Several of the countries that did join when the euro was established saw their interest rates fall sharply because membership in the euro removed their traditional risk of inflation. That inflation risk could have been avoided by sound independent monetary policies without joining the euro, as many countries outside the eurozone in Europe and elsewhere around the world showed.

The lower interest rates tempted households and governments in the previously high interest rate countries to expand their borrowing. For households this generally meant increased mortgage borrowing to finance a major boom in house purchases. The increased demand for housing led to an excess production of houses and to an overpriced housing stock. We are now seeing the adverse effects of that in Spain, Ireland, and elsewhere. House prices are collapsing and banks are saddled with large amounts of bad mortgage debt.

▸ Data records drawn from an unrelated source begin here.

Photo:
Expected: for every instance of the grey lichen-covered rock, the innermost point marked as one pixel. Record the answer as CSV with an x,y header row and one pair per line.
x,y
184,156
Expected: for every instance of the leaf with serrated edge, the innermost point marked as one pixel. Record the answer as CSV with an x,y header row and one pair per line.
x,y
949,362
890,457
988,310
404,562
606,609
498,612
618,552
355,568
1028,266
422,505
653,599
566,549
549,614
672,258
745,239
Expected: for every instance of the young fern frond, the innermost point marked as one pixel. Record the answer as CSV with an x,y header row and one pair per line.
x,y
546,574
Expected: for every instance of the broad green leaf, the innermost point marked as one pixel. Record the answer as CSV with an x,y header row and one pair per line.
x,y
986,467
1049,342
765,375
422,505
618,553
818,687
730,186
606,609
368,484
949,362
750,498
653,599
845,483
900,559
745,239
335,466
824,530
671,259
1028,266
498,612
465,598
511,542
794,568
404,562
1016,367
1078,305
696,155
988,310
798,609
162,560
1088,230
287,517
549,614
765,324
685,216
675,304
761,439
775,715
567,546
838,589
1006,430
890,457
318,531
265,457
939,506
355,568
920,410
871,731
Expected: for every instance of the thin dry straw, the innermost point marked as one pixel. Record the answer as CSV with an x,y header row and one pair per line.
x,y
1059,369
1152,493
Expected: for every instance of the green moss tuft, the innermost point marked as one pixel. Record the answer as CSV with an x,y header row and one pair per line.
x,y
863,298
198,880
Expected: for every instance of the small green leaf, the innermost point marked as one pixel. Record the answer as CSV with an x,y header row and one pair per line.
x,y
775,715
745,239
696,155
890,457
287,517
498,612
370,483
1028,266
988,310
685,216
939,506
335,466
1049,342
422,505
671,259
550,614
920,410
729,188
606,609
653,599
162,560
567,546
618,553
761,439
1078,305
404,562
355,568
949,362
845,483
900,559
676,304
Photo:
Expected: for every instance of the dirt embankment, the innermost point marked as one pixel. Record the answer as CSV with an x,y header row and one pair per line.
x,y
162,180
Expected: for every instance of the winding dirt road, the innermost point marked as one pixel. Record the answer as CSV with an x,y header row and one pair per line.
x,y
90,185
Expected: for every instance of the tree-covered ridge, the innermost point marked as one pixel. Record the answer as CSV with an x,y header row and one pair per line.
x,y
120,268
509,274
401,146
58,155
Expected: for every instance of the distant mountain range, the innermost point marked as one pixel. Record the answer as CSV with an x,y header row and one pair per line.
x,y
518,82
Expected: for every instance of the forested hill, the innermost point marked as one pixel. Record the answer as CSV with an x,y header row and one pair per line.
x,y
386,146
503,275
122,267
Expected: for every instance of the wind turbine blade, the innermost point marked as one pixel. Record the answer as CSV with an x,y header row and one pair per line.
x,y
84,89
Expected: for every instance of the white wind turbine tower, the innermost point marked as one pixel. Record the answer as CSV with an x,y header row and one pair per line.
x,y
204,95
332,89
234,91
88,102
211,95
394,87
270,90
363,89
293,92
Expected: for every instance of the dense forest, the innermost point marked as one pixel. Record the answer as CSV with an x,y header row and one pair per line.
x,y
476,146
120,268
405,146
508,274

The low interest rates also induced governments to expand their borrowing to finance large new programs of government spending. If those countries had separate exchange rates, the explosion of government debt in any country would have caused a deterioration of the value of that country’s currency. But that could not happen since all of the countries shared the euro. To the extent that an increase in debt in Spain or Italy raised the total volume of euro debt that the market needed to absorb, it affected only the relative value of the euro. So there was no market feedback through the exchange rate to penalize a country that ran an excessive budget deficit, countries continued to run large deficits and accumulate large debts.

Similarly, until recently the financial markets incorrectly treated all euro sovereign debts as equivalent, causing the interest rate on Greek or Spanish debt to be very close to the interest rate on German debt. Again there was no feedback on fiscal profligacy through the interest rate on the individual sovereign debts.

Eventually, of course, the markets recognized the enormous debts that had been accumulated by a number of the individual countries and forced their interest rates to be much higher than the German government bond rates. Europe is now trying to dig out of these excess sovereign debts. I believe that there will be substantial restructuring (a polite word for defaults) of the government debt of several of the high debt countries.

The painful adjustment policies now taking place in a number of eurozone countries is a direct result of their adoption of the euro .

Fortunately, the Czech republic and several other European countries have been spared these painful effects of eurozone membership. It seems that these lessons have been well learned by the Czech people who can thank Vaclav Klaus for insisting that joining the eurozone would be a mistake.